Even so, Schultz (1976) recorded two common Arizona species of Spintherophyta, S. arizonensis and S. violaceipennis, from California, although reporting only a few specimens (six and five, respectively). He did not provide detailed information regarding localities within the state (specimens were reported only as “Cal”) or the collections in which the specimens are deposited. Suspecting that the S. arizonensis specimens might possibly be misidentified examples of S. punctum or were possibly from coastal areas of the state where there might be some association with the Channel Islands, we contacted the curators at various museums (i.e., collections that were acknowledged in Schultz's publication), attempting to relocate the specimens. For details, see the Materials and Methods section above. We successfully found five of the specimens at the MCZ. They were indeed labeled only as “Cal” and thus provided no further insight into the possibility of a relationship with the Channel Islands specimens. We reexamined them and found that they were not the new species. Rather, they had been correctly identified as S. arizonensis. They were most likely collected in the desert areas of southern California, rather than near the Channel Islands.
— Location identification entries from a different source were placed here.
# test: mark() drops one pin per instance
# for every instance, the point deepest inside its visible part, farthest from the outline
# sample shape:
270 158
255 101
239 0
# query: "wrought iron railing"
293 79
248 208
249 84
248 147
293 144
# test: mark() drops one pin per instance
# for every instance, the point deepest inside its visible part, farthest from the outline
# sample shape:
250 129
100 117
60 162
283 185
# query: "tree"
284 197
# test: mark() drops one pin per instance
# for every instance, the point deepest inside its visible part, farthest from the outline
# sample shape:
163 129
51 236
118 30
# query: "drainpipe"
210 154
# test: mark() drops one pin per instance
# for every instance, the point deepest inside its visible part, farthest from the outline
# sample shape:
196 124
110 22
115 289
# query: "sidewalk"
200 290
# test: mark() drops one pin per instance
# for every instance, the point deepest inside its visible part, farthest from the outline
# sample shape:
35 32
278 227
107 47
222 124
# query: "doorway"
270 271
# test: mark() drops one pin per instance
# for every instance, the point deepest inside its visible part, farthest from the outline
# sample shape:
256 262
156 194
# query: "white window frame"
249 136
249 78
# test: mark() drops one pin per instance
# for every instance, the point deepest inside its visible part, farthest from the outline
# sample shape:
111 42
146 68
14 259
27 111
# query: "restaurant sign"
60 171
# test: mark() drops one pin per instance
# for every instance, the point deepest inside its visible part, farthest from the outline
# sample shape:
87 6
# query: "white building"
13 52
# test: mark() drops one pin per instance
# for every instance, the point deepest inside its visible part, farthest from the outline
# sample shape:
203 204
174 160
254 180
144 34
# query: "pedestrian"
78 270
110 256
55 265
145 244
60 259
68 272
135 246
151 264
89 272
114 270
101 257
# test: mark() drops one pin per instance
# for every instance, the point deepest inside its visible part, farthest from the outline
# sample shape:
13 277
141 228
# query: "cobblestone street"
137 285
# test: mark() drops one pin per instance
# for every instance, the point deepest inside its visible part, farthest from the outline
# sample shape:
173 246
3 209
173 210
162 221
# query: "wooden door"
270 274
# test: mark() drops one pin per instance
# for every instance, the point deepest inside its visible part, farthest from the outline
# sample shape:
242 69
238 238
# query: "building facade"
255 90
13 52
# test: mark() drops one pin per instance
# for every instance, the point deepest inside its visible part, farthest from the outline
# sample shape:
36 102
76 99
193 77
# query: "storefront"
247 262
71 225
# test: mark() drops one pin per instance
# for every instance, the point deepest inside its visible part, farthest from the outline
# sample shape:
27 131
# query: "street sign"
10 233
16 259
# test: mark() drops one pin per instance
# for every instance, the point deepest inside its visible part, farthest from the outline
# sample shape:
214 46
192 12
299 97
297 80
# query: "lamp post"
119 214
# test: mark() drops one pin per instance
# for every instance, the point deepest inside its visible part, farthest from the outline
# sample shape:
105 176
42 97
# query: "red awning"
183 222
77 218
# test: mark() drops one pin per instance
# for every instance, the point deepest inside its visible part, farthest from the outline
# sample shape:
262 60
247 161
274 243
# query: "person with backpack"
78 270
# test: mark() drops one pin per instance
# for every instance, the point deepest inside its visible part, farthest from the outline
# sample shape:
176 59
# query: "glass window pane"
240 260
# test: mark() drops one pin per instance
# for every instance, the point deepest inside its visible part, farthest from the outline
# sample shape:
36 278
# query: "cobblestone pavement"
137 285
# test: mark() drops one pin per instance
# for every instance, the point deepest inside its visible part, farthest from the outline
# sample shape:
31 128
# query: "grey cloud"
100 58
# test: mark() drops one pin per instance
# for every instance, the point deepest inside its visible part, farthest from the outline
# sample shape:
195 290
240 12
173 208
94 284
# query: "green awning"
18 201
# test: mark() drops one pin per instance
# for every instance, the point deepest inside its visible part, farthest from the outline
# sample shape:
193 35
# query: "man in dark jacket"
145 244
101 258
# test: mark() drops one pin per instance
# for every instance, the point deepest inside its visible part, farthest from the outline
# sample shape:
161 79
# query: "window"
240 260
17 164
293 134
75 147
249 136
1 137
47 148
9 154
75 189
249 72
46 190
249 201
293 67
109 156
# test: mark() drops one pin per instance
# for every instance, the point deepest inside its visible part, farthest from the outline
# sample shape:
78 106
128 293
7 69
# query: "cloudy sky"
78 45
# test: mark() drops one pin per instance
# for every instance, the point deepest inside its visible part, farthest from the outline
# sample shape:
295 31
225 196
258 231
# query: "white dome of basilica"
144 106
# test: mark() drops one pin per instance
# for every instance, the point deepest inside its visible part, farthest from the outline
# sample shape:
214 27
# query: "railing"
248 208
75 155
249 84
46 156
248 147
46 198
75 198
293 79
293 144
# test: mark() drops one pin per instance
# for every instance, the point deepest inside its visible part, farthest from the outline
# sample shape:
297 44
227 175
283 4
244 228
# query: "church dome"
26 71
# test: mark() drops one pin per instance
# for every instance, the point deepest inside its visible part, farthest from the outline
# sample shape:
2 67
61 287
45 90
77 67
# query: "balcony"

We appreciate the contributions of the following people: Brian Brown, Weiping Xie and Kat Halsey (LACM) for loaning the original specimens of S. punctum and for checking their collection for additional specimens, as well as for searching the collection for specimens of S. arizonensis from California; Michael Geiser, Max Barclay and Jasmin Perera (BMNH) for kindly lending a syntype specimen of S. hoegei for comparison to the new species; Matt Gimmel (SBMN) for searching the museum's collection for additional specimens from Santa Rosa Island, as well as any from the other Channel Islands; Alex Konstantinov (USNM), Christopher Grinter (CASC), Crystal Maier (MCZ), Doug Yanega (USCR), Jon Gelhaus (ANSP), Gene Hall (UAIC), Nico Franz (ASUHIC), Roberta Brett (EMEC) and Steve Heydon (UCDC) for checking their respective collections for the six specimens of S. arizonensis previously reported from California; Obediah Sage (CSCA) for the excellent SEM micrographs of the aedeagus of S. punctum; Eugene Hannon (Fresno County Department of Agriculture) for the great habitus photographs; Keezhpattillam Viswajyothi (Kerala Agricultural University, India) for the aedeagal photographs of S. arizonensis; Aspen Coty (California State University, Channel Islands) for providing useful information on contacts familiar with the insect fauna of Santa Rosa Island. We also thank the anonymous reviewers for helping improve the quality of the manuscript.